As more and more Canadians adopt physical distancing and other measures to curb the spread of a global pandemic, one report shows that some remain unconvinced that these steps are even necessary.
A new study conducted by the Angus Reid Institute finds that one in every eight Canadians, or 12% of adults, thinks that the threat of COVID-19 is “overblown”.
The study also shows that the percentage of the population that believes the pandemic is not a serious threat has been on a steady decline as the outbreak affects more and more people in Canada.
Demographically speaking, the largest group of people who believe the outbreak in Canada has been overblown are men aged 35 years and above, making up 45% of the study group.
A whopping 64% of the group that is not taking the pandemic seriously voted for the Conservative Party of Canada in the 2019 federal elections, according to the report.
Some of the measures and orders presented by public health care experts to tackle this pandemic include washing hands frequently, maintaining physical distance (at least 2 metres) between people, avoiding public spaces, and not shaking hands or hugging people.

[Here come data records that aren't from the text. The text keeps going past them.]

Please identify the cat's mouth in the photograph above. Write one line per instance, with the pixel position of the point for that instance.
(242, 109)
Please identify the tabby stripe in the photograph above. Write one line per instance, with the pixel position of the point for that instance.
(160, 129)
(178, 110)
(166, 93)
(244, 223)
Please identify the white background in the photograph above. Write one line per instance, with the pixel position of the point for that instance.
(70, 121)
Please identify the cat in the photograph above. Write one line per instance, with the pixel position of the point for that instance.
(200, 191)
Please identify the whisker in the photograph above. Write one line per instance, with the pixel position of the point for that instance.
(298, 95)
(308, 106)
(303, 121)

The study shows that while most Canadians – 72% of those who have been taking the COVID-19 threat seriously and understand the risks of transmission – report practicing all four measures, only 37% of those who think it’s overblown have been taking the aforementioned precautions.
However regardless of whether or not people take the threat of the virus seriously, the general consensus on when things will return to normal in Canada appears to be the same: within three to six months.
This study was conducted based on an online survey between March 20th and 23rd among a representative randomized sample of 1,664 Canadian adults who are members of Angus Reid Forum.
A second survey was conducted between March 25th – 26th and added 207 more respondents to the study.